In August 2020, the National Police Agency designated three drug investigation teams of local police agencies to specialize in investigating the dark web. As of October, it has been expanded to six local police agencies. The National Intelligence Service has also been running a response team dedicated to the dark web since last year to monitor the dark web and prepare for domestic and foreign hacking threats.

On Oct. 14, the Supreme Prosecutors’ Office announced that it would establish a special investigation team for drug-related crimes at four district prosecutors’ offices to investigate online drug dealing through the dark web.

Lately, the dark web never fails to appear before investigative and intelligence agencies. The web is used for the various crimes of drug dealing, distribution of sexual exploitation materials of children, and hacking because anonymity is guaranteed and IP addresses are hard to trace.

The dark web has become widely used ever since an anonymous browser called Tor, or The Onion Router, was launched. As suggested by its name, the dark web address accessed through the Tor browser has the “.onion” form. As the access path goes through six encryption processes, Tor resembles the multiple layers of an onion.

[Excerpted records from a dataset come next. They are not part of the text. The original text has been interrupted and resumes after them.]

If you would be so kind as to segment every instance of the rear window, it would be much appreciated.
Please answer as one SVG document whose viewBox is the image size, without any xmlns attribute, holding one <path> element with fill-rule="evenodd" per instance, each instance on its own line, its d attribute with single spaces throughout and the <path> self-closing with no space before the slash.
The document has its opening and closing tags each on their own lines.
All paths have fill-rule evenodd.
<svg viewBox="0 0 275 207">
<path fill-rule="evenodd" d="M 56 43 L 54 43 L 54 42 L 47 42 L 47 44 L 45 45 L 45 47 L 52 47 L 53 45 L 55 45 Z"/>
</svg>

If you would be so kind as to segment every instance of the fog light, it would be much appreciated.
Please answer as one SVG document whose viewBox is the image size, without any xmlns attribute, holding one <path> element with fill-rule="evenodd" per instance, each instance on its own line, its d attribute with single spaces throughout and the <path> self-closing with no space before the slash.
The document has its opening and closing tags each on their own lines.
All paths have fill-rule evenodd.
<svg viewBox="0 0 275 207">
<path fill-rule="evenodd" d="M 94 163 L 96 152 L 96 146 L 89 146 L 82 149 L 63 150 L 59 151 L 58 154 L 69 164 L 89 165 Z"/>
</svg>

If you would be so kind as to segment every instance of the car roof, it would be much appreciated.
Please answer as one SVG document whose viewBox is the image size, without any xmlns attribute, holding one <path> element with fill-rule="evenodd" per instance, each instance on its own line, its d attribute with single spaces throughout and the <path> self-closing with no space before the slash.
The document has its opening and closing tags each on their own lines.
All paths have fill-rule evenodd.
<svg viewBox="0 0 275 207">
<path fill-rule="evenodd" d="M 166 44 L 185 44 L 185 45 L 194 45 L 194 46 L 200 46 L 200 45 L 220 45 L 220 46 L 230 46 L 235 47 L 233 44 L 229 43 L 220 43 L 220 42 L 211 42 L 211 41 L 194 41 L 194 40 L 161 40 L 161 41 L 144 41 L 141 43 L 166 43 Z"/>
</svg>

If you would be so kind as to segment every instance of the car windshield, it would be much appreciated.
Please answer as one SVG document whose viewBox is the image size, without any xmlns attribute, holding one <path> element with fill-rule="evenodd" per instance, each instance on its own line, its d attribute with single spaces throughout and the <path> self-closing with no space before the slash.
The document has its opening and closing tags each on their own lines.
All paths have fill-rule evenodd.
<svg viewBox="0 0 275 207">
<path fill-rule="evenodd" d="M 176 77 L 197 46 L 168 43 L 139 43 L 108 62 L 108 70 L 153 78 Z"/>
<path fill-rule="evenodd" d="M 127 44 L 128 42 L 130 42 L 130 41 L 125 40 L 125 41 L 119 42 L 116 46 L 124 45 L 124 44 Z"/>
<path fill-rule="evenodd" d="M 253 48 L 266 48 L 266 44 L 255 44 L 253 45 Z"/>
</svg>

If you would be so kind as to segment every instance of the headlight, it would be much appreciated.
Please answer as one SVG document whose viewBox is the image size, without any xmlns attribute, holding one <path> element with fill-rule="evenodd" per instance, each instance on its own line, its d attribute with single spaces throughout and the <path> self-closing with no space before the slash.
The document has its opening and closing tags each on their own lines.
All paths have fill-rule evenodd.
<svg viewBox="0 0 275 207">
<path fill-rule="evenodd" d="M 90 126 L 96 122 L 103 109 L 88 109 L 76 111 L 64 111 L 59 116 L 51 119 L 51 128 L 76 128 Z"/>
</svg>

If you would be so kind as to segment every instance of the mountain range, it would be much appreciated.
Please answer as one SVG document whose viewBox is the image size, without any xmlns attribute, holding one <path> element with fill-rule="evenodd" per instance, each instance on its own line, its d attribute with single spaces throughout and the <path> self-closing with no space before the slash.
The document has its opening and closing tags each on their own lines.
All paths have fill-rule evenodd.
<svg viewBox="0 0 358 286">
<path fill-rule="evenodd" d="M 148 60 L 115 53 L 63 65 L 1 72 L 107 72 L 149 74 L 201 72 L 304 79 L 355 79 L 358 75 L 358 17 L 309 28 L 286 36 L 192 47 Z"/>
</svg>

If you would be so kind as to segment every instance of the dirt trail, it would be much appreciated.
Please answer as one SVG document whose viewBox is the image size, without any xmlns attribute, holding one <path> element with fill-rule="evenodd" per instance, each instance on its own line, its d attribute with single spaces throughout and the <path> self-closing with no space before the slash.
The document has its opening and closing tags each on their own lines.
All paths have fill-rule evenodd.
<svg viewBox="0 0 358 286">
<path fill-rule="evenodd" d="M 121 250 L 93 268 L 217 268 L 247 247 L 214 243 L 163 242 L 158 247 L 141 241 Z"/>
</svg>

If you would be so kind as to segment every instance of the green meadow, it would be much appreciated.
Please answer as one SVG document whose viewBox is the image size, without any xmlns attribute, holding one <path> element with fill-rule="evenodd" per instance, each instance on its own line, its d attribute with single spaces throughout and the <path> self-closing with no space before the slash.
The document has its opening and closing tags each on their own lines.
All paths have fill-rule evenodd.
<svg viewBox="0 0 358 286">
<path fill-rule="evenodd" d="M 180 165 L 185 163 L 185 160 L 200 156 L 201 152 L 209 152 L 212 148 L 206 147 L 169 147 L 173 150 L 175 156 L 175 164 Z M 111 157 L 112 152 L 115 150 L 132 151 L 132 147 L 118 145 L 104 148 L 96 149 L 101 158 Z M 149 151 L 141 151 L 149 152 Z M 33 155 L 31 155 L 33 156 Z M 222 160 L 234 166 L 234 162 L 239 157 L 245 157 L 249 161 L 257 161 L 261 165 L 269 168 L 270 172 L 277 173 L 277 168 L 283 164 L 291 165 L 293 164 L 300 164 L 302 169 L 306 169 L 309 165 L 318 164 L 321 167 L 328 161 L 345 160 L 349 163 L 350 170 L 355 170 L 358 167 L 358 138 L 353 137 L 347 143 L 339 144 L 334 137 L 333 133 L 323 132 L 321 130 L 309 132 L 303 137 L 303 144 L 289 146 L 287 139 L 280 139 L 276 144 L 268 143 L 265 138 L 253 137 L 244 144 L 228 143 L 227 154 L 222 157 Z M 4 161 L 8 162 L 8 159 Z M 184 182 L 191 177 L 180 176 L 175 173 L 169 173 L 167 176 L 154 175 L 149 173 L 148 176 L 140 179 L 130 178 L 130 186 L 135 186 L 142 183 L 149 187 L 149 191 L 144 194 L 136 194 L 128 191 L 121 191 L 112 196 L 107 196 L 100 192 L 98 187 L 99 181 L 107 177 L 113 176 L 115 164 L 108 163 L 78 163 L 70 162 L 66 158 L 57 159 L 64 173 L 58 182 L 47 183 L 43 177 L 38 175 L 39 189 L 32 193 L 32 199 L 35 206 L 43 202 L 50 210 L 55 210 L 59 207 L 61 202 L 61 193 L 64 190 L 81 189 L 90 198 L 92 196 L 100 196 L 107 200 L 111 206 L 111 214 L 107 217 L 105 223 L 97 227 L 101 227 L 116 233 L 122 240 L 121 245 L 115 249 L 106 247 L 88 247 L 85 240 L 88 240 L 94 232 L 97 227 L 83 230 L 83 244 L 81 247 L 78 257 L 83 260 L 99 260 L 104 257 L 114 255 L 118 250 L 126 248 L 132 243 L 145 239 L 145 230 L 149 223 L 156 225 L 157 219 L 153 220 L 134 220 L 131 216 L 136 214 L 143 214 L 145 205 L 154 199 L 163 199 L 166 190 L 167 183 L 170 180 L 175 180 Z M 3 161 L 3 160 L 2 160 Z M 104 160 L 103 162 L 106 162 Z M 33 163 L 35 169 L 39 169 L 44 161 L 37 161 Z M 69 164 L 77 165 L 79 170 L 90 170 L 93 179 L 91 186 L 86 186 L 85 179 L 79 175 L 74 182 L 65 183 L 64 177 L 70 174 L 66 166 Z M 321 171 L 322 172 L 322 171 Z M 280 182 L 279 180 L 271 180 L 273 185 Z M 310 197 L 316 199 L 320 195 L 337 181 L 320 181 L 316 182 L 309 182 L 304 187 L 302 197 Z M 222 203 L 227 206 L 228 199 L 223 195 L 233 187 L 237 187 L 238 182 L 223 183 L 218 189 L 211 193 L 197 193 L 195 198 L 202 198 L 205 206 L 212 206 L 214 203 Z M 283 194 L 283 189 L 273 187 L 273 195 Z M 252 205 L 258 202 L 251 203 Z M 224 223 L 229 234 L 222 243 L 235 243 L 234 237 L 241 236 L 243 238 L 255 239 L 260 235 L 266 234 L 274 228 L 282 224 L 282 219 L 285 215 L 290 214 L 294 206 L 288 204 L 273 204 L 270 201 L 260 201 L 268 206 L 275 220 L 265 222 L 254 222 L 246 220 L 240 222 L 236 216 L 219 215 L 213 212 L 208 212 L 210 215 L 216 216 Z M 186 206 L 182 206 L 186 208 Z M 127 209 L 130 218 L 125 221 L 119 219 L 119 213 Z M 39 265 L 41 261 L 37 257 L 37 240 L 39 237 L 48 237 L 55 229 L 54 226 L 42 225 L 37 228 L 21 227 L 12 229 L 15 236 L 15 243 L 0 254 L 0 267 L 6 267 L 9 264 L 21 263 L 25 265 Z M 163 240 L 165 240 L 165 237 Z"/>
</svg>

Surprisingly, the technology behind Tor was developed by the U.S. government in the mid-1990s, as an anonymous network was needed to protect online communication between the military and government agencies. But if there was any trace of Tor being used in general sites, it could expose the identity of the U.S. government agencies that accessed it. Therefore, Tor was distributed to the public.

Illegal activities on the dark web emerged as a problem in 2013 when “Silk Road” — a famous dark web black market in the United States — was shut down. Another feature of the black market was that it allowed transactions only in Bitcoin instead of U.S. dollars. A combination of an anonymous browser and encrypted virtual assets led to the creation of a new type of crime.

The dark web does not fully guarantee anonymity, as an administrator can make a mistake. Son Jung-woo, 26, opened Welcome to Video, the world’s largest child sexual exploitation material site. Before the U.S. Department of Justice indicted Son for nine counts of charges, including the production, advertisement and distribution of child pornography, in October 2019, he had already been caught by the Korean police in May 2018. A source in the investigation team at the time said, “A thief has to be lucky all the time, but the police need to be lucky just once.” I hope our law enforcement agencies prove their confidence with outcomes.